What a hole that was for the Rube on the day of his break into fast company! I measured it by his remarkable deliberation. He took a long time to get ready to pitch to Berne, and when he let drive it was as if he had been trifling all before in that game. I could think of no way to figure it except that when the ball left him there was scarcely any appreciable interval of time before it cracked in Sweeney’s mitt. It was the Rube’s drop, which I believed unhittable. Berne let it go by, shaking his head as McClung called it a strike. Another followed, which Berne chopped at vainly. Then with the same upheaval of his giant frame, the same flinging of long arms and lunging forward, the Rube delivered a third drop. And Berne failed to hit it.

The voiceless bleachers stamped on the benches and the grand stand likewise thundered.

Callopy showed his craft by stepping back and lining Rube’s high pitch to left. Hoffer leaped across and plunged down, getting his gloved hand in front of the ball. The hit was safe, but Hoffer’s valiant effort saved a tie score.

Lane up! Three men on bases! Two out!

Not improbably there were many thousand spectators of that thrilling moment who pitied the Rube for the fate which placed Lane at the bat then. But I was not one of them. Nevertheless my throat was clogged, my mouth dry, and my ears full of bells. I could have done something terrible to Hurtle for his deliberation, yet I knew he was proving himself what I had always tried to train him to be.

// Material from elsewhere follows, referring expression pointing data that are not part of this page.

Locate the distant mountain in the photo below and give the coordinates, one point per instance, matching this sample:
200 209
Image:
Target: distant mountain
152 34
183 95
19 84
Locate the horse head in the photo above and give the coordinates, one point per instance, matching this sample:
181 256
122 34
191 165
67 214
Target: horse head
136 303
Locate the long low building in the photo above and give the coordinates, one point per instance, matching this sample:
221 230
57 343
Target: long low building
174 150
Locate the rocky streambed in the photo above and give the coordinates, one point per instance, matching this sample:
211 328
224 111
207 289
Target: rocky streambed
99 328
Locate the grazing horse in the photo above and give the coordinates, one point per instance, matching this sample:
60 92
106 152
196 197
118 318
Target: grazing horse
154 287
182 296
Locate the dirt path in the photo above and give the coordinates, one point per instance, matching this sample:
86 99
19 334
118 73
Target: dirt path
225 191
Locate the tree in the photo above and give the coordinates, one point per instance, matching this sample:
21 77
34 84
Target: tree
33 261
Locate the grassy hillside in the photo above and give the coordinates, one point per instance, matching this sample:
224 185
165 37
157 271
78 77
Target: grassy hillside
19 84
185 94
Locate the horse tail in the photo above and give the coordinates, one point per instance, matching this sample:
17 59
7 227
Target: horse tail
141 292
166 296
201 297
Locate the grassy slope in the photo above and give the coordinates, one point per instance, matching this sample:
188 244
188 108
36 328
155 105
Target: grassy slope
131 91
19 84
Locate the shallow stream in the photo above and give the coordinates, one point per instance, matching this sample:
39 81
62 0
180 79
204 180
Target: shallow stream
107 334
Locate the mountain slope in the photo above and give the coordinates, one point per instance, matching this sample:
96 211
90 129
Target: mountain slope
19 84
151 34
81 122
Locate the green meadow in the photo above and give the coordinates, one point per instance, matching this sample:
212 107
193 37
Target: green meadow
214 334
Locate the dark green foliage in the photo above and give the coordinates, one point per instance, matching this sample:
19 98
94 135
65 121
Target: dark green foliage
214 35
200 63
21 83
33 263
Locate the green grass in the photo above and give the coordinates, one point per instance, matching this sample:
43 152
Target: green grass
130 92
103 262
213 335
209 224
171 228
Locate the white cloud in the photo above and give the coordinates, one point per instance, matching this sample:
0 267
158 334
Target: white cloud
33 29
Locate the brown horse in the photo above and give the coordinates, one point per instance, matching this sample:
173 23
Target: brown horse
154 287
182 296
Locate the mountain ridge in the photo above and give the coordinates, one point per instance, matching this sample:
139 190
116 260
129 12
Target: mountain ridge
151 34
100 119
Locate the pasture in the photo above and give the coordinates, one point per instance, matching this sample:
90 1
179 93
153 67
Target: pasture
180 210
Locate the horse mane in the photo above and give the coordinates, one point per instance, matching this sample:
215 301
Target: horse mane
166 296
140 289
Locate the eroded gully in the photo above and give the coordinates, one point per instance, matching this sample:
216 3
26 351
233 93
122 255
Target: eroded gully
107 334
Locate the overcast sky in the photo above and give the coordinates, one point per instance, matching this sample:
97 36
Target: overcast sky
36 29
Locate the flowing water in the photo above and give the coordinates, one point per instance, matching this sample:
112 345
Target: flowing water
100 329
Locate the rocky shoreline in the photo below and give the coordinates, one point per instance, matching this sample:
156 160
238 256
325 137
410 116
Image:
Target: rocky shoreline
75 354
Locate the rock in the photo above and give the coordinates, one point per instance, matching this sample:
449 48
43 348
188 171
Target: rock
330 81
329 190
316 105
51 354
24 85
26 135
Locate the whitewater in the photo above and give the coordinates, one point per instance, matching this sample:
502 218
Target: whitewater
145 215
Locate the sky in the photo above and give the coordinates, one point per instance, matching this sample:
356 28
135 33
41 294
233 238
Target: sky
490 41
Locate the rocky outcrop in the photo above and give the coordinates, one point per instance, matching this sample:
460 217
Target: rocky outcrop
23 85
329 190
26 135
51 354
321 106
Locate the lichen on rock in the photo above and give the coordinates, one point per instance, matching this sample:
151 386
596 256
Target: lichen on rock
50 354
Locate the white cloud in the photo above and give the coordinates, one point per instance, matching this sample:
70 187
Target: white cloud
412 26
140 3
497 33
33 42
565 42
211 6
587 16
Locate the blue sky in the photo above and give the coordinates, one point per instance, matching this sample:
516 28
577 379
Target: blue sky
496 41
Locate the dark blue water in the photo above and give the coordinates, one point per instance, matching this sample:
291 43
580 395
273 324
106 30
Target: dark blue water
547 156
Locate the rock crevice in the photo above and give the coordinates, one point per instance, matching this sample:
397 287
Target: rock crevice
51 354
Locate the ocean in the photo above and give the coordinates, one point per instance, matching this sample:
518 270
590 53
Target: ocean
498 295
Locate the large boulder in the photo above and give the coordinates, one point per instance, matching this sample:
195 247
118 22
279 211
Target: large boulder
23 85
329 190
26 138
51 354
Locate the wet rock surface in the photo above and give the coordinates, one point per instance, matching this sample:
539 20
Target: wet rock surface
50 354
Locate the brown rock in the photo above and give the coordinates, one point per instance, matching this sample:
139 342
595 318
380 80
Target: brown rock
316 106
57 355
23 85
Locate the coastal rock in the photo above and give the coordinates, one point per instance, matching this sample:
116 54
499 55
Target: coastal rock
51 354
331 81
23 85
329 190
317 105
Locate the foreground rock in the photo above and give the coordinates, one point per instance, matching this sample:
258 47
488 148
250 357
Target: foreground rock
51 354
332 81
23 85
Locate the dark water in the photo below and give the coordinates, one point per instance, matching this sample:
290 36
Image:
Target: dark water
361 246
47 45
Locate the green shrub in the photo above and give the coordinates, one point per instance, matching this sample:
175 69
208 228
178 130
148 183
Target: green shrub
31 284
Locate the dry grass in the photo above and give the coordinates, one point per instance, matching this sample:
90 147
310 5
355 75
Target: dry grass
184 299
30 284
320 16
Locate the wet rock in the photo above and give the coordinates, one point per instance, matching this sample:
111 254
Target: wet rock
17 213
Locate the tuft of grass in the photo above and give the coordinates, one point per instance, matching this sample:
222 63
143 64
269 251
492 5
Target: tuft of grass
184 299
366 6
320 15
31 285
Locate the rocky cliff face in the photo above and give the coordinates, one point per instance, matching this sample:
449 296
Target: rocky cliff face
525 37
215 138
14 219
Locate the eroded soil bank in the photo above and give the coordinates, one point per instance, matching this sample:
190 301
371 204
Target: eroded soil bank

Then he swung, stepped out, and threw his body with the ball. This was his rarely used pitch, his last resort, his fast rise ball that jumped up a little at the plate. Lane struck under it. How significant on the instant to see old Cogswell’s hands go up! Again the Rube pitched, and this time Lane watched the ball go by. Two strikes!

That whole audience leaped to its feet, whispering, yelling, screaming, roaring, bawling.

The Rube received the ball from Sweeney and quick as lightning he sped it plateward. The great Lane struck out! The game was over–Chicago, 1; Philadelphia, 0.

In that whirling moment when the crowd went mad and Milly was hugging me, and Nan pounding holes in my hat, I had a queer sort of blankness, a section of time when my sensations were deadlocked.

“Oh! Connie, look!” cried Nan. I saw Lane and Cogswell warmly shaking hands with the Rube. Then the hungry clamoring fans tumbled upon the field and swarmed about the players.

Wereupon Nan kissed me and Milly, and then kissed Mrs. Nelson. In that radiant moment Nan was all sweetness.

“It is the Rube’s break into fast company,” she said.